Here are some rumblings from the machine learning (ML) and data science community that got us talking.

A machine learning software wishlist. Computer scientist and writer Chip Huyen tweeted about her ML software wishlist and kicked off a big community discussion.

I've been thinking about the software stack for machine learning. Tools I'd love to see.

1. Pip for pretrained models.
2. Version control for datasets.
3. GPU-friendly CI. Travis CI, Circe CI don't support GPUs. Jenkins is a pain.
4. Fast dataframes. Why is Pandas so slow?
— Chip Huyen (@chipro) December 6, 2019

Her tweet resonated with a lot of practitioners, who were eager to discuss the solutions they'd tried. Among the many thoughtful replies and recommendations, we were thrilled to see DVC mentioned.

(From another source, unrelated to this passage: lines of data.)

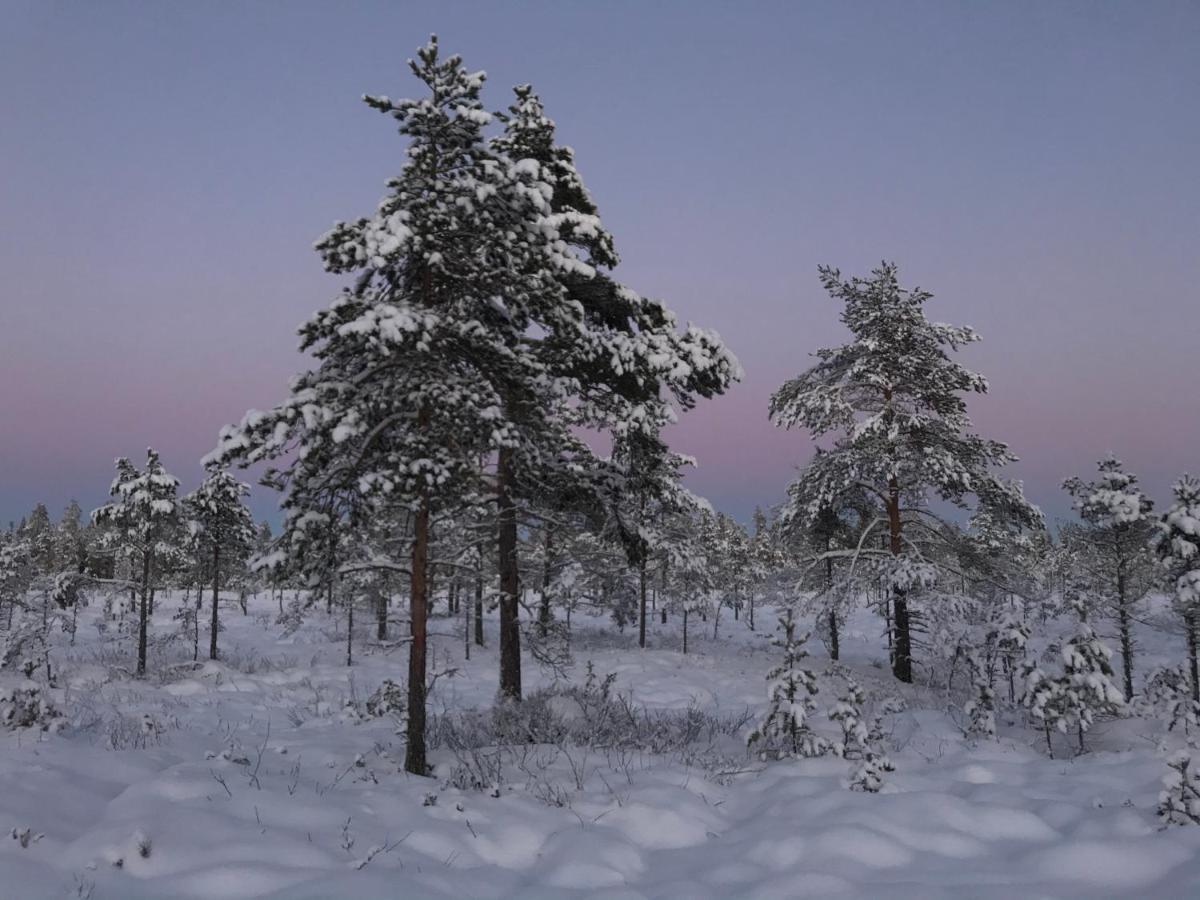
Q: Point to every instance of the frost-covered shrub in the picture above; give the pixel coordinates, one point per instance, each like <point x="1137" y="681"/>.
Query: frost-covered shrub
<point x="1168" y="694"/>
<point x="1180" y="801"/>
<point x="555" y="724"/>
<point x="868" y="775"/>
<point x="389" y="699"/>
<point x="785" y="731"/>
<point x="27" y="705"/>
<point x="981" y="709"/>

We're using @DVCorg for 2) and it works great. 🙂
— Kristijan (6/100 videos) (@kristijan_moves) December 6, 2019

If you haven't already, definitely check out Chip's thread, and follow her on Twitter for more excllent, accessible content about ML engineering. We're thinking hard about these ideas and hope the discussion continues on- and offline.

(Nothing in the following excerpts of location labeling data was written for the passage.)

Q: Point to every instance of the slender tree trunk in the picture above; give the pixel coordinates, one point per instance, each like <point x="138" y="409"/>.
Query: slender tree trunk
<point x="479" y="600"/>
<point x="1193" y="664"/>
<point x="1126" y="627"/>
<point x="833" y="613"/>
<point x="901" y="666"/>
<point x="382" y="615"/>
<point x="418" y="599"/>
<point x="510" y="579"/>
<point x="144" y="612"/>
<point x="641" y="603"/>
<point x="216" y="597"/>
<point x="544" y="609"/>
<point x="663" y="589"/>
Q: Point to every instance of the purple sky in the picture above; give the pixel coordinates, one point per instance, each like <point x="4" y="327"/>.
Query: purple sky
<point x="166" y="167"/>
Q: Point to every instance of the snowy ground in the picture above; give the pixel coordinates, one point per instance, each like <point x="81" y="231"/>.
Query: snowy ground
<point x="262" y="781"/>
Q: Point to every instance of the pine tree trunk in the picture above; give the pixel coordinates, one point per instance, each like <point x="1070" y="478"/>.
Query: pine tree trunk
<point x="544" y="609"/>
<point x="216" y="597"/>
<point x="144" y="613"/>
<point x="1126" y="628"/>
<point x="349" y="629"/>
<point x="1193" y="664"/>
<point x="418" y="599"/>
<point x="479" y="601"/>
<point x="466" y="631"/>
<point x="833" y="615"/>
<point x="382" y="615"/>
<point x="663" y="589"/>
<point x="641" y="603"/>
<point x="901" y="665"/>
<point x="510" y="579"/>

A gentle intro to DVC for data scientists. Scientist Elle O'Brien published a code walkthrough about using DVC to make an image classification project more reproducible. Specifically, the blog is a case study about version control when a dataset grows over time. If you're looking for a DVC tutorial geared for data scientists, this might be up your alley.

Start Version Controlling your Machine Learning Datasets

Make your machine learning and data science projects reproducible with open source tools.

medium.com

Start Version Controlling your Machine Learning Datasets

Ideas for data scientists to level up their code Machine learning engineer Andrew Greatorex posted a blog called “Down with technical debt! Clean Python for data scientists.” Andrew highlights something we can easily relate to: the “science” part of data science, which encourages experimentation and flexibility, sometimes means less emphasis on readable, shareable code. Andrew writes:

"I’m hoping to shed light on some of the ways that more fledgling data scientists can write cleaner Python code and better structure small scale projects, with the important side effect of reducing the amount of technical debt you inadvertently burden on yourself and your team.”

In this blog, DVC gets a shout-out as Andrew’s preferred data versioning tool, used in conjunction with Git for versioning Python code. Thanks!

Down with technical debt! Clean Python for data scientists.

medium.com

An introduction to MLOps Engineer Sharif Elfouly wrote an approachable guide to thinking about MLOps, the growing field around making ML projects run efficiently from experimentation to production. He summarises why managing ML projects can be fundamentally different than traditional software development:

“The main difference between traditional software and ML is that you don’t only have the code. You also have data, models, and experiments. Writing traditional software is relatively straightforward but in ML you need to try out a lot of different things to find the best and fastest model for your use-case. You have a lot of different model types to choose from and every single one of them has its specific hyperparameters. Even if you work alone this can get out of hand pretty quickly.”

Sharif gives some recommendations for tools that work especially well for ML, and he writes that DVC is the “perfect combination for versioning your code and data.” Thanks, Sharif! We think you’re perfect, too.